Bonds are trading all the time. One fund manager is buying, another is selling, they go through an intermediary investment bank and the yield at which they exchange the bond is - at least for that moment in time - the market level for the yield and price of that bond.
Then when a bond issuer comes to the market to raise funds through a new bond (this is called the primary market), market forces will mean that this new bond has to be priced to yield the same as existing bonds of similar maturity and issue quality. (In reality, new bonds are often of a different maturity to existing bonds and the yield needs to be interpolated between existing bonds either side of the maturity of the new bond.) The point is that it's the secondary market sets the pricing for the primary market, not the other way around.
How it affects ETF's and managed funds is that all the existing bonds that are held in those vehicles need to be repriced daily at the market rate. Otherwise savvy people could buy or sell units in the managed fund at the wrong price, which costs all other holders of the vehicle because the value of what they're left with is reduced by the difference.
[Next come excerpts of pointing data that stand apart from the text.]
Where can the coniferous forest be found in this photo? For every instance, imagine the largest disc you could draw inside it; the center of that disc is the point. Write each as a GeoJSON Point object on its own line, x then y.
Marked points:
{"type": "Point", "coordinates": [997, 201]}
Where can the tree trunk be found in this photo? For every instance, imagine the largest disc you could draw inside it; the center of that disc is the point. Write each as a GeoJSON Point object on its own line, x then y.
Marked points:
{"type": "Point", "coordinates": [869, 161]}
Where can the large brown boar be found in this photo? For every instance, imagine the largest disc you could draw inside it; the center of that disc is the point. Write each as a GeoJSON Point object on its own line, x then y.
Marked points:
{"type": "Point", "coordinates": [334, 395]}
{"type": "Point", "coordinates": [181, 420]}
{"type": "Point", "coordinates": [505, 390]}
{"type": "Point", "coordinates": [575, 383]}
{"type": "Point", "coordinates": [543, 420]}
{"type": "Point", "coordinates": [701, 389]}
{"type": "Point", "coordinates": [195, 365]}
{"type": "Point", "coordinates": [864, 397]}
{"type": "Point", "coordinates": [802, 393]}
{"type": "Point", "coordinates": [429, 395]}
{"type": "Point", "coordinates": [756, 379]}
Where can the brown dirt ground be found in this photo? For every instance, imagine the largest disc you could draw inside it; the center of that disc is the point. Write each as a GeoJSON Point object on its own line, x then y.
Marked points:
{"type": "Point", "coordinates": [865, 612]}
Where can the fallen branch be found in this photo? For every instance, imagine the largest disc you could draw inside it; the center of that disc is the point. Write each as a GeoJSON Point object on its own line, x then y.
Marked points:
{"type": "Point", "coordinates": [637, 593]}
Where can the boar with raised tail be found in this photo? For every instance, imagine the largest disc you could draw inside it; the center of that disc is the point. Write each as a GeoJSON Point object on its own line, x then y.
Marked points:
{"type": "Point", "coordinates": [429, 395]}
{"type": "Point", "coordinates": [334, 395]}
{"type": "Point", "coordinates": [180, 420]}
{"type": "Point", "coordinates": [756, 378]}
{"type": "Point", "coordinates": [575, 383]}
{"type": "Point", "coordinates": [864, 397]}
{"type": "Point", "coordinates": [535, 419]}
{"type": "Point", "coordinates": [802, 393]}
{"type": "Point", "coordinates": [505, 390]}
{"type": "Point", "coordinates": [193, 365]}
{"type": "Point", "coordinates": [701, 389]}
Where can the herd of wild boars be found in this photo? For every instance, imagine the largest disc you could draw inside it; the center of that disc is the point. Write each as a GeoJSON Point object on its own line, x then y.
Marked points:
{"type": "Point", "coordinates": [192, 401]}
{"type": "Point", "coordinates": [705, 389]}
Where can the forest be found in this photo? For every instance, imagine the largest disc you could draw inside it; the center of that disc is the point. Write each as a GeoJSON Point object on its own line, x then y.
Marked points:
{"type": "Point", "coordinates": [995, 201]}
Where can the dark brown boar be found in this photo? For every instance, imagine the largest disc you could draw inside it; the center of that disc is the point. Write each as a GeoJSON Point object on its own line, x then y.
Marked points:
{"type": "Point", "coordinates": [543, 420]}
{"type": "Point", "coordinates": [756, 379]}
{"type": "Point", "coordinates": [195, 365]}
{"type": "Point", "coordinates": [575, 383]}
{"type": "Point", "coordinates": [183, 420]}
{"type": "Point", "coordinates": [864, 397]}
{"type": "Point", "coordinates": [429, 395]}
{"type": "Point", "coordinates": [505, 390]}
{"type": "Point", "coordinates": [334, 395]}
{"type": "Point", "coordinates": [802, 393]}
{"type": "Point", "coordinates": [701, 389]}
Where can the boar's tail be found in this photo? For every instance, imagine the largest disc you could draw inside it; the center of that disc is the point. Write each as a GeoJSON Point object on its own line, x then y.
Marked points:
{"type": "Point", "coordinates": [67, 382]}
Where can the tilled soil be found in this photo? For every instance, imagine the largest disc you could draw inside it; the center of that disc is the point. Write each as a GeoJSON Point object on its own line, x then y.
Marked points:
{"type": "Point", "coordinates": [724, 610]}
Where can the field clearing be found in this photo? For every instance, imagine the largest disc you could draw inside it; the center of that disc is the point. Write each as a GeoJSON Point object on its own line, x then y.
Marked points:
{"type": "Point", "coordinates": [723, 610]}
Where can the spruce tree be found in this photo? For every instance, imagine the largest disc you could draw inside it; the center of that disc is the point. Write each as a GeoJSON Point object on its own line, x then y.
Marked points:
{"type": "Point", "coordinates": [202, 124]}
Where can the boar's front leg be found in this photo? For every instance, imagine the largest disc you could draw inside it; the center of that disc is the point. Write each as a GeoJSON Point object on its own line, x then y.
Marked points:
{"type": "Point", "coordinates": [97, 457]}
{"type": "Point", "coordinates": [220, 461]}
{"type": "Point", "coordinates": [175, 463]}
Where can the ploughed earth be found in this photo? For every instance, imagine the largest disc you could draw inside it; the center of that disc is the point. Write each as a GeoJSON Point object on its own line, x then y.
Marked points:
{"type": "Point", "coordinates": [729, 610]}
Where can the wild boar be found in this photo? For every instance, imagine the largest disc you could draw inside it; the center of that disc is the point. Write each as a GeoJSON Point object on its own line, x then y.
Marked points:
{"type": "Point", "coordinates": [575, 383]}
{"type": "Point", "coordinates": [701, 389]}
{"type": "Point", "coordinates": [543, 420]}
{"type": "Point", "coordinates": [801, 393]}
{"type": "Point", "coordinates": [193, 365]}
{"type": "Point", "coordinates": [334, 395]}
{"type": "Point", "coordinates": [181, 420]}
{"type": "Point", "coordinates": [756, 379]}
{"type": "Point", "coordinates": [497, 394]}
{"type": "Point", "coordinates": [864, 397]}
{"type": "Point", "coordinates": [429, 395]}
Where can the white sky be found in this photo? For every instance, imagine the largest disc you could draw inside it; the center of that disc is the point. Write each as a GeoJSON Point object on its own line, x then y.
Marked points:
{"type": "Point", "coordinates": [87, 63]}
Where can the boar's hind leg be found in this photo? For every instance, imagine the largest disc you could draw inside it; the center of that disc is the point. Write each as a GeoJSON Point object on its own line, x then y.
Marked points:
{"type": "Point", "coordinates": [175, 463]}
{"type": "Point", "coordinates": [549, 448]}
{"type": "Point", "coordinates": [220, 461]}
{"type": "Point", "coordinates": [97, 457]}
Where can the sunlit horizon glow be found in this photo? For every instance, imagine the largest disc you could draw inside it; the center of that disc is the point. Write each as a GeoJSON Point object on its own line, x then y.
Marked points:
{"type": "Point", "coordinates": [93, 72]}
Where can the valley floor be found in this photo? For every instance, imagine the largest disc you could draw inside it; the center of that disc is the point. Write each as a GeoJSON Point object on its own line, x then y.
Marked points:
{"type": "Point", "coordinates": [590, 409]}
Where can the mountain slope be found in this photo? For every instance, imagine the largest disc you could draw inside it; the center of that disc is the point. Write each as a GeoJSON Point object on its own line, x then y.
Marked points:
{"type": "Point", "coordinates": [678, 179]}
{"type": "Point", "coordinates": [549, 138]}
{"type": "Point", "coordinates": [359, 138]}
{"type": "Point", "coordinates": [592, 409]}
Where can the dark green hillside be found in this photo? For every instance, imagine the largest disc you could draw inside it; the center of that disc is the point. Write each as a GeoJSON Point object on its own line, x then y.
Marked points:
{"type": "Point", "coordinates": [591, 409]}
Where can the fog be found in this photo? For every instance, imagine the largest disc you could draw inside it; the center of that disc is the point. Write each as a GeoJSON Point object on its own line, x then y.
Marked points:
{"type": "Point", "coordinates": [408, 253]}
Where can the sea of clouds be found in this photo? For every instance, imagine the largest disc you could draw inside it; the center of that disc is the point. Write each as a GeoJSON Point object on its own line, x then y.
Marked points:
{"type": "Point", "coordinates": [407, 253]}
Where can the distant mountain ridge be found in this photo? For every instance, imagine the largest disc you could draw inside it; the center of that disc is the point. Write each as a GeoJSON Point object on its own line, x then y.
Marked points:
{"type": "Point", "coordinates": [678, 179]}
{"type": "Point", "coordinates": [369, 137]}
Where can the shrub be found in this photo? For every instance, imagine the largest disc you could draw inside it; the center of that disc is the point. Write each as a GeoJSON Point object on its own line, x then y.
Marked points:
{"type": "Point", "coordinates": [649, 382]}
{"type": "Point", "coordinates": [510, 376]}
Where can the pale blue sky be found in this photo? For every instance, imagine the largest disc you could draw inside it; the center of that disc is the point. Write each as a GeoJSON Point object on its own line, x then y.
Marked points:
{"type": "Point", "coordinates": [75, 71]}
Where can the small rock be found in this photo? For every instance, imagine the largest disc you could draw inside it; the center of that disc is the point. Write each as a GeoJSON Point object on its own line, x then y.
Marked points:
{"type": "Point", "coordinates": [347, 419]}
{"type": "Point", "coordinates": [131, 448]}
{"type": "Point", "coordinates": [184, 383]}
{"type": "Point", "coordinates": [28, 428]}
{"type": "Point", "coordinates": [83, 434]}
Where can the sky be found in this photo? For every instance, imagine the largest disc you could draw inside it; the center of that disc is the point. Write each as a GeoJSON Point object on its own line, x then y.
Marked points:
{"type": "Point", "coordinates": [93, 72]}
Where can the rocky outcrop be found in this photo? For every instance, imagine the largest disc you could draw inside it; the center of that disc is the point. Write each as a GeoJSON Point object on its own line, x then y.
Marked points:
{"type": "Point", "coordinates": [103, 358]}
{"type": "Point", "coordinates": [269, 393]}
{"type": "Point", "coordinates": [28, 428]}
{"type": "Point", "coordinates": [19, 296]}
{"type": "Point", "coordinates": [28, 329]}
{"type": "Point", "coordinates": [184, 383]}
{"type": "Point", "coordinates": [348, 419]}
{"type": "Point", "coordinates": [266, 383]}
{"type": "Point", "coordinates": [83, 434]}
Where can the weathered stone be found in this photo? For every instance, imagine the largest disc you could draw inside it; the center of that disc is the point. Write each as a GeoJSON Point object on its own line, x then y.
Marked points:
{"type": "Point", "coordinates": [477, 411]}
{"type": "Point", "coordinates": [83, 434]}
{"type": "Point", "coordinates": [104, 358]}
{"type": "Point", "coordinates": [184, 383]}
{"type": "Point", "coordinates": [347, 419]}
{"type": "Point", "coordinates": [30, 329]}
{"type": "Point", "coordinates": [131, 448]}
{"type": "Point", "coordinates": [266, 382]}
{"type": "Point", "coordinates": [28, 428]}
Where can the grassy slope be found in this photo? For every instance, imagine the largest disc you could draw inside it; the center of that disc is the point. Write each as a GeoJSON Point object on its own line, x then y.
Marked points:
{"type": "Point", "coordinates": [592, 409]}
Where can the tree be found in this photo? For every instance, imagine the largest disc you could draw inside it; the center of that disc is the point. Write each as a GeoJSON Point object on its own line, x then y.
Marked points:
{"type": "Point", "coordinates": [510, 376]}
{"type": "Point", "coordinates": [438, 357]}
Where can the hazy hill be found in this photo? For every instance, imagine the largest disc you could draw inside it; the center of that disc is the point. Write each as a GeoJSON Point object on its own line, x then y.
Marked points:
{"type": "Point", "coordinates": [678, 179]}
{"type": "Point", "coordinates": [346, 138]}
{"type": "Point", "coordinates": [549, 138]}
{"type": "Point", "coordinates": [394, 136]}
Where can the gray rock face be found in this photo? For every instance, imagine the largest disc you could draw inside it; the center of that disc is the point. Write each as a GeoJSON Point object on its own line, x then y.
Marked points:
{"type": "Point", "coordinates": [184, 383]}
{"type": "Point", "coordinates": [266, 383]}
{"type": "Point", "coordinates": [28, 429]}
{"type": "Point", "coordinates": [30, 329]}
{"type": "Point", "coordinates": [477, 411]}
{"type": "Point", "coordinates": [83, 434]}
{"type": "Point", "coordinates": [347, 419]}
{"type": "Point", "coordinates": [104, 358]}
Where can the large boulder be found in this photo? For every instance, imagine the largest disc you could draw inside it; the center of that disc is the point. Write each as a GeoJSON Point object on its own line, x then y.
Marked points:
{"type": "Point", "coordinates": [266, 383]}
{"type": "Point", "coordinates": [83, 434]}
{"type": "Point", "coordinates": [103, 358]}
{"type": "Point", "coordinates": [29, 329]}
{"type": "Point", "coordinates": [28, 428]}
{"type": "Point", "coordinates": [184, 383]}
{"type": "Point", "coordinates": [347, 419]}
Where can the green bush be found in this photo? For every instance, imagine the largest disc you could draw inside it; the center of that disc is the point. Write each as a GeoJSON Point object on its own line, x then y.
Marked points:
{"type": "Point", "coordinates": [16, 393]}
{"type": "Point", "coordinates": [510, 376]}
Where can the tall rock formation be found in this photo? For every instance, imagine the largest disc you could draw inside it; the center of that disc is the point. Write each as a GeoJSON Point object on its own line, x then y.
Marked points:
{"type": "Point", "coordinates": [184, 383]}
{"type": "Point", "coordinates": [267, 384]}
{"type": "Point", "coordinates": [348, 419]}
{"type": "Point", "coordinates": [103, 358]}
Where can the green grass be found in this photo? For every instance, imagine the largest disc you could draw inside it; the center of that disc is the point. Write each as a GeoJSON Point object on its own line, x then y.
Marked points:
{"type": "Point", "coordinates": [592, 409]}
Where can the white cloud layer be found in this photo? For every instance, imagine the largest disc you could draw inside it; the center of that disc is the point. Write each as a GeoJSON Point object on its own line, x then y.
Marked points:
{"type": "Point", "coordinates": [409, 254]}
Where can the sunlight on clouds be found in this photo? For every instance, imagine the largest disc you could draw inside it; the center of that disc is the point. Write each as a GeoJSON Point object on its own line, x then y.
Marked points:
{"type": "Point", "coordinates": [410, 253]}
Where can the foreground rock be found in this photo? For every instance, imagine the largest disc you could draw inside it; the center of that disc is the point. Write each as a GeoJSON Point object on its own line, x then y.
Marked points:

So, to be fair to everyone, all buying and selling in an ETF or managed fund has to be done at the market rate at the time of the transaction.
I've written a few articles over the years that go into some of these things in more detail. Maybe you'd like to check out:
https://www.firstlinks.com.au/term-deposit-investors-did-not-understand-the-risk
https://www.firstlinks.com.au/idiots-guide-bond-funds
https://www.firstlinks.com.au/differences-direct-bond-funds
https://www.firstlinks.com.au/journey-life-fixed-rate-bond
https://www.firstlinks.com.au/bond-questions-answered

All the best. BTW I fully endorse your decision to use ETFs and managed funds for bond exposure! You need a portfolio, not just a couple of bonds, and the only way - even for personal investors with large sums of money - to do that well is through pooled vehicles. Personally that's how I do it!

George
August 12, 2021

Thanks, Warren, I've always wondered why commentators think bonds and stocks should react to the same factors when they are different assets.